Check Your Understanding
Before moving on, consolidate by reasoning through the two patients from the start of this module rather than recalling isolated facts. The diabetic man's red, tender wound discharging pus is a superficial surgical-site infection with an abscess: his diabetes (reduced host resistance) tilted the Cruse balance, the organism is most likely Staphylococcus aureus, and the essential treatment is source control — opening and draining the wound — with antibiotics as an adjunct guided by a swab. The younger man with a tensely swollen, dusky, agonising leg, crepitus and systemic toxicity has a necrotizing soft-tissue infection (necrotizing fasciitis ± clostridial gas gangrene): this is a surgical emergency, and the treatment is immediate radical debridement in theatre, broad-spectrum antibiotics and resuscitation — antibiotics alone would let him die. Test yourself on three links. First, can you explain why a given patient developed infection in terms of pathogen, host and environment? Second, can you name the type of surgical infection from its clinical picture and identify the likely organism? Third, for any surgical infection, can you state the principle of management — source control first — and decide whether antibiotics are needed prophylactically or therapeutically, and with what timing? The questions below check exactly these links.
CLINICAL PEARL
Pain out of proportion to the visible signs is the red flag of a necrotizing soft-tissue infection. A limb that looks only mildly inflamed but hurts agonisingly, in a patient who looks systemically unwell — especially a diabetic — must be assumed to harbour necrotizing fasciitis or gas gangrene until proven otherwise. Do not wait for skin necrosis or crepitus to appear; these are late. The life-saving step is to take the patient to theatre for exploration and radical debridement, not to escalate antibiotics on the ward.
SELF-CHECK
Regarding surgical antibiotic prophylaxis to prevent surgical-site infection, which statement is correct?

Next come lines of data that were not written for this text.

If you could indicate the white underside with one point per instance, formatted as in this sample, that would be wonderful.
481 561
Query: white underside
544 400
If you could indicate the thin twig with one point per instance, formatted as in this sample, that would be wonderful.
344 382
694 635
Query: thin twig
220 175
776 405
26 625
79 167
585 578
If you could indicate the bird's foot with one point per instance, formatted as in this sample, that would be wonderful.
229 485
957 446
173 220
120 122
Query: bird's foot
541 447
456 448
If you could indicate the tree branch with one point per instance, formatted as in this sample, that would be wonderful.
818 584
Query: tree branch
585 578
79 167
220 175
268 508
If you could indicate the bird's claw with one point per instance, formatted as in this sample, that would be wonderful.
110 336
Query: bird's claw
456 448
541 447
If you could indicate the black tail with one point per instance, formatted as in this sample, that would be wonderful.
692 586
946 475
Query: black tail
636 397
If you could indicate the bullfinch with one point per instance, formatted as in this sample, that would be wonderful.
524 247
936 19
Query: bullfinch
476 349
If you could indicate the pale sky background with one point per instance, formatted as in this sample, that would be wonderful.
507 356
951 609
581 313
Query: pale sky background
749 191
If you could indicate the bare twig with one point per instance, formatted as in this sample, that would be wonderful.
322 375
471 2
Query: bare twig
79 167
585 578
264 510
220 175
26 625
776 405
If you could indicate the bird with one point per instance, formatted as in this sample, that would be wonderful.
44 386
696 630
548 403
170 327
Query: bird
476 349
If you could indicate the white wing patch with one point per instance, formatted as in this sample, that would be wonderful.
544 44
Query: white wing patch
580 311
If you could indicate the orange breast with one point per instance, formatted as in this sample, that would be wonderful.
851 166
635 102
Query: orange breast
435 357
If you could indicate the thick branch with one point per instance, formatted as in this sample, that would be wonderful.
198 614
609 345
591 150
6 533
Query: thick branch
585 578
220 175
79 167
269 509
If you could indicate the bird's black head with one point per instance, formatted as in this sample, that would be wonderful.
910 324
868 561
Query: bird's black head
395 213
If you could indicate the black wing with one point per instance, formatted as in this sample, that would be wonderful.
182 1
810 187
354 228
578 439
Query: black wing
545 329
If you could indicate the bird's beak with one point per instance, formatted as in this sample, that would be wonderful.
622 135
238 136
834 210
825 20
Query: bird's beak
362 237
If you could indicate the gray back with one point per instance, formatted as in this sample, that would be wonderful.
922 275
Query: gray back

A. A single intravenous dose should be given within 60 minutes before skin incision and prophylaxis stopped within 24 hours
B. Antibiotics should be started the day before surgery and continued for a week afterwards
C. Prophylaxis can replace aseptic technique and proper source control
D. Prophylactic antibiotics are given only after the wound becomes infected
Reveal Answer
Answer: A. A single intravenous dose should be given within 60 minutes before skin incision and prophylaxis stopped within 24 hours
Effective surgical prophylaxis is a single IV dose timed within 60 minutes before incision (so tissue levels are high at the time of contamination), with intra-operative re-dosing for long operations and discontinuation within 24 hours. Prolonged prophylaxis does not help and promotes resistance; prophylaxis supplements, never replaces, asepsis, and treating established infection is therapeutic, not prophylactic, use.